During aforementioned project, I indeed felt node.js responding quicker under load, but wanted to see some numbers. I setup an experiment and decided to simulate I/O-bound, low-CPU traffic with a very simple page that:

  1. Finds lowest customer ID in DB.
  2. Finds highest customer ID in DB.
  3. Fetches customer by random ID between lowest and highest ID.
  4. Fetches that customer's list of orders sorted by date (by the DB non-indexed).
  5. Return an undecorated HTML list of orders.

To populate the DB, I generated 8,000 customer records and for each customer randomly generated 1-10 orders on Heroku's free PostgreSQL Hobby Dev plan. Each test app was deployed to Heroku's manifold with one dyno. To simulate load, I used the free tier of Blitz, originating requests out of Virginia (closest to Heroku test apps) with a timeout of 3s, starting and ending with 200 concurrent clients over a 60s interval. The first test I did was a baseline with Rails deployed with Unicorn using 1 worker. Unsurprisingly, Rails was decent. node.js, sailed through the test effortlessly successfully processing over 10K hits, roughly twice the throughput of Rails. See results table below.

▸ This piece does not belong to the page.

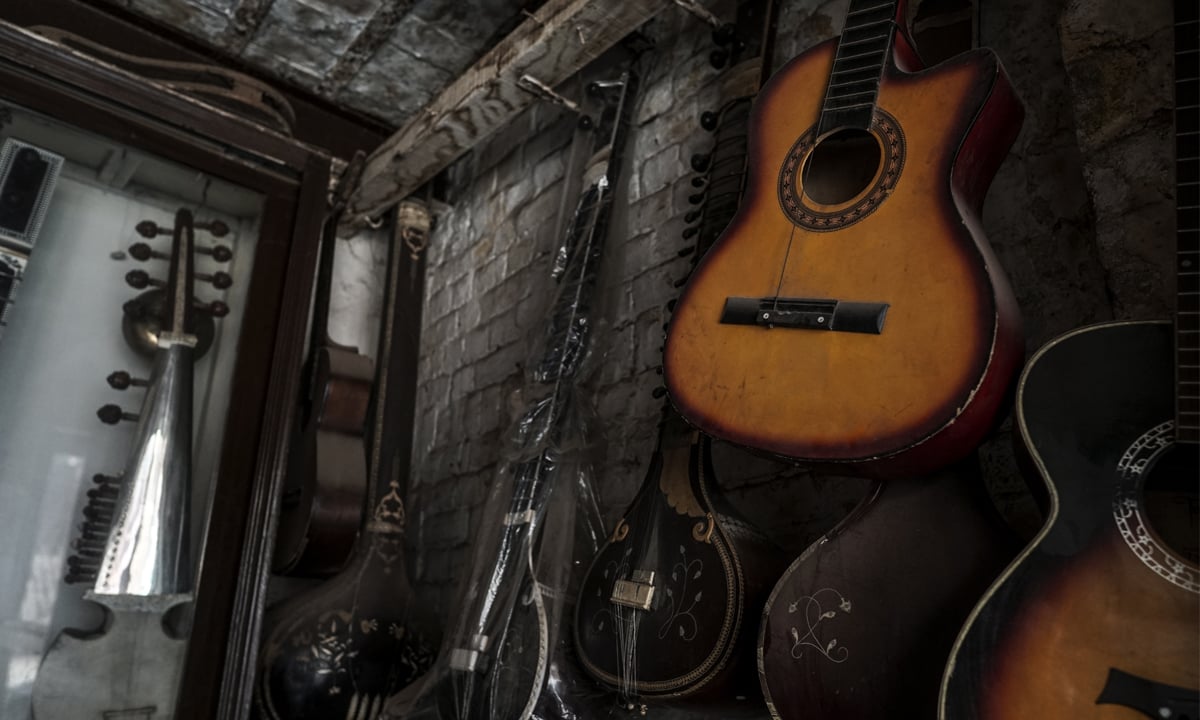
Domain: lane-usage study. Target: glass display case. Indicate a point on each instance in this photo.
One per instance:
(151, 325)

Now nobody does Rails production deploys (hopefully) with one worker; the rule of thumb is 2-4 Unicorn workers on Heroku. Fundamental to the comparison here is the incumbent parallel/concurrent model (multiple threads) versus the new single-threaded, non-blocking model. So I configured the Rails app for 4 workers, as RAM requirements are low here. Much better! We are successfully serving thousands of hits with no errors now. We still get ~15% higher, and a steadier throughput with node.js though.

At this point, the results were only semi-satisfying. One expected gains with node.js but the delta was less than I expected. Unicorn uses forked processes, while node.js uses one thread so I save on memory, but for this test every app has 1 dyno = 512MB RAM which is fine for what we are doing. What if I used the power of non-blocking I/O mixed with concurrency? This is where node-forky comes into play. This is a node package that makes running cluster mode easy. node-forky will automatically fork workers up to the number of compute cores you have, and replace dead workers. Rumor has it that on Heroku the number of cores is 4.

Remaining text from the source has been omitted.